Me animei ao falar com o amigo Rodrigo Dionísio que confirmou gastar apenas 45 minutos entre a estação Vila Olímpia e sua casa em Santa Cecília. Mais ainda: ele também ia para o trem e assim eu teria companhia ao menos até Pinheiros, onde o Rodrigo desceria aquela tarde. Fui.

Tudo começou bem e assim foi até a mudança de trens, em Presidente Autino. Quando as portas do meu vagão se abriram, muitos saíram correndo. Decidi manter a fleuma e fui no meu ritmo. Ledo engano: perdi o transporte sentido Lapa que estava dando sopa e fiquei longos 10 minutos esperando a próxima composição. Pressenti que levaria mais tempo do que gostaria para chegar em casa.

Quando finalmente o segundo trem me deixou na estação Palmeiras-Barra Funda do metro, já tinha gasto 50 minutos. Pensei “ok, agora são apenas nove estações e chego na Bresser-Mooca, não vou perder muito tempo em relação a uma hora que gasto de carro”. Realmente, depois de 25 minutos eu estava desembarcando na Mooca. E foi então que um percurso largo virou um pesadelo.

Afinal, eu contava com o velho e bom táxi para terminar o trajeto e me deixar em casa. Mas aquela noite, talvez reflexo do trânsito, da chuva, das compras de Natal, não havia táxi no ponto. Pior: três pessoas sentadas esperavam por um carro. Com pressa, decidi seguir a pé, mesmo com o pouco recomendável trecho da rua Bresser entre o metro e a Radial. Foram 45 longos minutos de caminhada noturna, com roupa pouco adequada. Resultado final: duas horas para chegar ao destino. Nada bom.
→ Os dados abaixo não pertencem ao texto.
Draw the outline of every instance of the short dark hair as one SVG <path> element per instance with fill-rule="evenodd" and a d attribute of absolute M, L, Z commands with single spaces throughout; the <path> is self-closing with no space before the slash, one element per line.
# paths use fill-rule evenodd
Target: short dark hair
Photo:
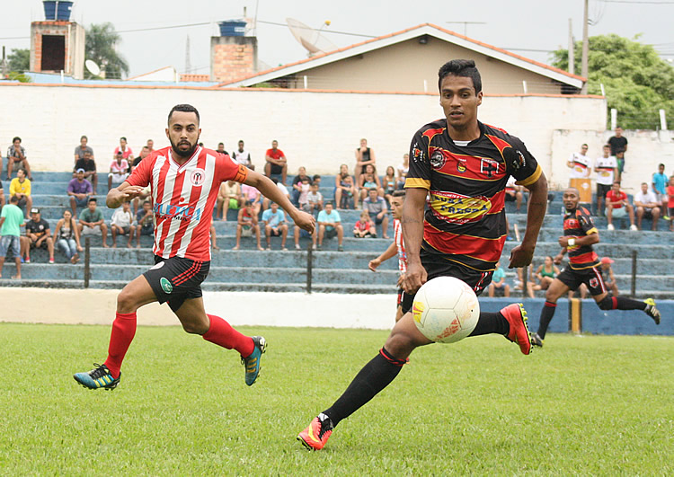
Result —
<path fill-rule="evenodd" d="M 482 91 L 480 72 L 477 71 L 475 62 L 472 59 L 453 59 L 442 65 L 438 71 L 438 90 L 441 91 L 442 80 L 449 75 L 471 78 L 473 80 L 473 87 L 475 88 L 475 94 Z"/>
<path fill-rule="evenodd" d="M 195 108 L 191 104 L 176 104 L 175 106 L 171 108 L 171 110 L 169 111 L 168 121 L 171 121 L 171 116 L 173 116 L 173 111 L 193 112 L 194 114 L 197 115 L 197 122 L 201 120 L 199 117 L 199 111 L 197 110 L 197 108 Z"/>

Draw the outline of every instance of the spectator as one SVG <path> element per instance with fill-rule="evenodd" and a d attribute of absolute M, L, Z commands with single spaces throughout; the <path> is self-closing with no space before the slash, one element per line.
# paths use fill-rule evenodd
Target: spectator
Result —
<path fill-rule="evenodd" d="M 131 212 L 131 203 L 122 202 L 121 208 L 115 209 L 110 221 L 110 228 L 112 232 L 112 248 L 117 248 L 117 234 L 129 235 L 127 247 L 131 248 L 133 234 L 136 232 L 136 220 Z"/>
<path fill-rule="evenodd" d="M 257 239 L 257 250 L 264 250 L 260 245 L 260 225 L 257 223 L 257 213 L 253 207 L 253 203 L 246 200 L 244 208 L 239 210 L 236 223 L 236 245 L 232 250 L 239 250 L 241 237 L 252 237 L 253 233 Z"/>
<path fill-rule="evenodd" d="M 607 144 L 602 148 L 603 155 L 594 163 L 594 172 L 597 174 L 597 214 L 604 215 L 604 198 L 611 190 L 611 184 L 616 180 L 617 163 L 611 155 L 611 146 Z"/>
<path fill-rule="evenodd" d="M 658 230 L 658 219 L 662 213 L 662 202 L 658 200 L 652 190 L 649 190 L 646 182 L 642 183 L 642 190 L 634 194 L 634 200 L 636 208 L 636 228 L 642 229 L 642 219 L 646 217 L 652 220 L 652 230 Z"/>
<path fill-rule="evenodd" d="M 324 237 L 331 239 L 337 235 L 337 251 L 344 252 L 341 242 L 344 240 L 344 228 L 341 226 L 340 213 L 333 209 L 333 203 L 327 202 L 325 208 L 318 213 L 318 247 L 323 248 Z"/>
<path fill-rule="evenodd" d="M 80 213 L 77 229 L 80 236 L 101 234 L 103 239 L 103 247 L 108 248 L 108 225 L 103 220 L 103 214 L 96 208 L 96 198 L 90 197 L 86 203 L 86 208 Z"/>
<path fill-rule="evenodd" d="M 308 181 L 308 177 L 306 180 Z M 286 214 L 279 210 L 279 204 L 271 202 L 270 208 L 262 212 L 262 222 L 264 222 L 264 236 L 267 237 L 267 250 L 271 250 L 271 237 L 281 237 L 281 250 L 286 248 L 286 238 L 288 237 L 288 224 L 286 224 Z"/>
<path fill-rule="evenodd" d="M 0 278 L 3 276 L 4 259 L 12 253 L 16 264 L 16 275 L 21 279 L 21 227 L 23 226 L 23 212 L 17 206 L 16 196 L 9 199 L 9 204 L 0 212 Z"/>
<path fill-rule="evenodd" d="M 505 282 L 505 271 L 501 268 L 501 262 L 496 262 L 496 269 L 493 270 L 492 275 L 492 283 L 489 284 L 489 297 L 492 298 L 495 296 L 510 296 L 510 286 Z"/>
<path fill-rule="evenodd" d="M 368 164 L 374 166 L 376 163 L 375 151 L 368 147 L 368 139 L 363 137 L 360 139 L 360 147 L 356 149 L 356 168 L 353 172 L 356 176 L 356 182 L 359 182 L 360 176 L 365 173 L 365 166 Z"/>
<path fill-rule="evenodd" d="M 42 218 L 40 209 L 31 209 L 31 220 L 26 222 L 26 237 L 29 248 L 43 248 L 49 252 L 49 263 L 54 263 L 54 239 L 51 237 L 49 223 Z M 30 252 L 27 254 L 27 262 L 31 261 Z"/>
<path fill-rule="evenodd" d="M 353 177 L 349 174 L 349 166 L 341 164 L 340 173 L 334 177 L 334 201 L 338 208 L 349 208 L 349 200 L 354 200 L 354 208 L 358 208 L 358 190 Z"/>
<path fill-rule="evenodd" d="M 80 168 L 75 172 L 75 179 L 68 182 L 67 195 L 70 197 L 70 209 L 73 216 L 77 216 L 77 208 L 85 207 L 89 199 L 93 195 L 91 182 L 84 179 L 84 170 Z"/>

Pensei: “então é por isto que tantos são contra o transporte público”. Realmente, caminhando com o incomodo sapato social pelas calçadas escuras e, digamos, underground, da rua Bresser, senti saudade do conforto e segurança do meu Palio Weekend. Será então que minha pregação pelo uso mais equilibrado de automóveis particulares, revezando com caronas, caminhadas, bicicleta e transporte público é uma bobagem? Inocência? Romantismo?

O primeiro impulso foi esquecer a desventura. O segundo de pontuar todas as falhas do sistema público (demora nos trens, distância entre as estações do metro, falta de área adequada para bicicletas em todas as estações etc.). Mas foi então que me toquei que foi só um dia em que deu tudo errado. O que é muito mais fácil acontecer num final de tarde de dezembro com tempestade de quase verão (ainda era primavera). E que isso já aconteceu comigo de carro, me custando mais de duas horas para chegar. E que se trens podem quebrar, carros idem.

Em resumo, continuo o mesmo chato de antes, acreditando que a opção menos-carro-e-mais-bicicleta-caminhada-carona-transporte público pode tornar nossos deslocamentos mais inteligentes. E, contra um dia ruim, o melhor mesmo é uma noite de sono.

segunda-feira, 4 de janeiro de 2010

A sustentável leveza do conteúdo cultural

E eis que começa 2010. Apenas uma data ou começo de um novo ciclo, o fato é que, seja lá por quais motivos, muitos de nós estamos perguntando o que nos reserva o futuro próximo. Embalado por este espírito, leio que a Apple se prepara para oferecer um novo serviço (inicialmente nos EUA) que permitirá o armazenamento virtual de arquivos musicais. Chega de baixar músicas no computador, sincronizar iPhone e iPod, gravar CDs... melhor ainda: não vamos mais ter que nos preocupar com a capacidade de armazenamento de dados dos nossos aparelhos, uma vez que o conteúdo estará na rede.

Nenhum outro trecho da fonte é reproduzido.